В наш шестой барак на 3-й Останкинской мы возвращались буквально преображённые. Мы шли через колхозный останкинский рынок. И правильно мама сказала про маникюр, что красота эта «до первой стирки». Стирали не только мылом. Каждый кусок был дорог. Но и щёлочью, древесной золой, вынутой из печей. Золу разводили в воде, и она отмывала грязь не хуже мыла. Стирка этой золой и правда быстро съедала любой маникюр. Обычно женщины стирали бельё на кухне, в тазах или корытах. Серые, жестяные, они висели в коридоре почти у каждой двери. Постиранное бельё хозяйки возили кто на колонку, а чаще на санках в корыте к останкинскому пруду. И там, в проруби, полынье, прополаскивали дочиста по многу раз. Полоскали красными, задубевшими от холода пальцами в ледяной воде. И потом это бельё, постельное или исподнее, сохло, проветривалось на чердаке или на кухне, а чаще белело во дворе на зависть всем.

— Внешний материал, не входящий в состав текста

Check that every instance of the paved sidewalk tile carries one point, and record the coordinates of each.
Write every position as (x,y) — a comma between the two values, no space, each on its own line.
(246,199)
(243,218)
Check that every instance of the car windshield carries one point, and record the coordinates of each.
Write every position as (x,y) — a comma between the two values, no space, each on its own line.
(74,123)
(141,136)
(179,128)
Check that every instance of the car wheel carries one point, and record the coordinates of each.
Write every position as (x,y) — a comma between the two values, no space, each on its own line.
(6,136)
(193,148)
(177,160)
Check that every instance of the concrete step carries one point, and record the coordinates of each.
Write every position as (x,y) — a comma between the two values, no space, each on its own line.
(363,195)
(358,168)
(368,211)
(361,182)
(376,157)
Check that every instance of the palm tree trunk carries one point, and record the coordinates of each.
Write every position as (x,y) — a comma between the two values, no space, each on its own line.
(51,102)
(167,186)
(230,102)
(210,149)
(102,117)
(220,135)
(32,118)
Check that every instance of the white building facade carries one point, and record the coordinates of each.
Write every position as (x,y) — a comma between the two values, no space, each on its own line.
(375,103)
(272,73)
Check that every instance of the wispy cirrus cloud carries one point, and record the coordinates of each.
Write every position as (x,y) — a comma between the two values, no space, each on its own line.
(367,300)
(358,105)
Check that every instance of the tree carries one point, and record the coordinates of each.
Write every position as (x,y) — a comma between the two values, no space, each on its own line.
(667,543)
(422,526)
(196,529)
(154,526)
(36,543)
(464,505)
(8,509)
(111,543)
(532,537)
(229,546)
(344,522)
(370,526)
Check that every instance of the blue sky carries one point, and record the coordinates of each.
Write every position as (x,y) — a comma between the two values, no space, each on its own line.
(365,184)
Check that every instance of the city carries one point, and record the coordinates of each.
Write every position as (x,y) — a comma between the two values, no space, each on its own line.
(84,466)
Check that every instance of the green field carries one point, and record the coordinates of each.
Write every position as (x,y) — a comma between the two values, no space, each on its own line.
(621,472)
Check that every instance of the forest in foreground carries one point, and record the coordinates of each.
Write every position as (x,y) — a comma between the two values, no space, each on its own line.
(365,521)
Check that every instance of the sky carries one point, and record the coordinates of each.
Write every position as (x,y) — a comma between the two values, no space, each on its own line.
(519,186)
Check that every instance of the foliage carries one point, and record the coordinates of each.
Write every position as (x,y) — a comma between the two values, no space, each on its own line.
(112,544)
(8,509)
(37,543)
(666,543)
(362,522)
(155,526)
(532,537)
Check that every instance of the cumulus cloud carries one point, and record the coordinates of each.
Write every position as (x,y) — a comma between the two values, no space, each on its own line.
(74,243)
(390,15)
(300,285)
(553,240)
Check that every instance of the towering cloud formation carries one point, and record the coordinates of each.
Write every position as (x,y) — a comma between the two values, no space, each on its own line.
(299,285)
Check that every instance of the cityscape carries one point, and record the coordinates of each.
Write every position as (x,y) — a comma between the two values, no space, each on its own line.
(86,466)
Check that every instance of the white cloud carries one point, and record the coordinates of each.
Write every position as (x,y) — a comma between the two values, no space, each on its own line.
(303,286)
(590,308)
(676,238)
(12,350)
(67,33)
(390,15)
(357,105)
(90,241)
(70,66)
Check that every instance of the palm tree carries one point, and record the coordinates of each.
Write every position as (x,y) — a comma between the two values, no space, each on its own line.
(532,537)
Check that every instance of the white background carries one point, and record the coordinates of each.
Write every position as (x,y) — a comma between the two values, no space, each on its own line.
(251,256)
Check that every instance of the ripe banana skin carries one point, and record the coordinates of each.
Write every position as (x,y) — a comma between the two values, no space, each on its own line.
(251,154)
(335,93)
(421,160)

Какой уж тут маникюр…
А рынок наш располагался между храмом Живоначальной Троицы и роскошной усадьбой графа Шереметева с одной стороны и шестью бараками лимитчиков (строителей ВСХВ) с другой. Чего только не было на этом колхозном рынке. И хотя он был совсем небольшой, но было тут всё. И лавки-прилавки (открытые, крытые), толкучка и барахолка, ларьки. О, этот сказочный мир богатства и бедности, блеска и нищеты! У меня буквально разбегались глаза. В крытом павильоне в коротком молочном ряду деревенские тётки в фартуках поверх ватников торговали в разлив молоком в железных бидонах. А ещё там же на прилавке стояли привезённые ими стаканы с ряженкой. И в каждом этом гранёном стакане на светлой поверхности темнел лакомый кусочек коричневой пенки. Сплошная зависть и восторг. Но мама уверенно говорила: «Нельзя, это не для детей. Там сплошные микробы». И уводила меня за руку, а мне так хотелось попробовать этих микробов. А ещё на рынке, на одном из прилавков, сидел целый отряд глиняных одинаковых чудо – кошек-копилок. Таких красивых, что просто глаз не отвесть. Чёрных, рыжих и серых. Все с лукавой улыбкой на мордашках, с одинаковыми зелёными чудо-глазами, которые, казалось, подмигивали только тебе. И с хвостами, закрученными вокруг лап. И лишь на груди у каждой был нарисован бант разного цвета. Красный, зелёный и даже в горошек. Они каждого зазывали: бери, покупай меня – не хочу. Я была влюблена в этих кошек. Так бы и обняла всех сразу, словно живых, сгребла бы, прижала к груди. Мечтала иметь хоть одну такую у себя под столом, среди игрушек. Но мама и тут тащила меня за руку от прилавка, шептала: «Фу, какая безвкусица»… И всё-таки… всё-таки однажды эта моя мечта осуществилась, но это было потом. И связана была эта нечаянная радость с нашим соседом-калекой по дому дядь Мишей. Кстати, он тоже был на рынке. Он тут работал в своём уголке под навесом при выходе к нашим баракам. Он, безногий, сидел за прилавком, а вокруг стояли миски, кастрюли, чайники и даже порой самовары (их приносили хозяйки со всей округи). И всю эту дырявую утварь он возрождал: клепал, запаивал, варил-сваривал, даже лудил. И потому на рынке его звали Миша-жестянщик.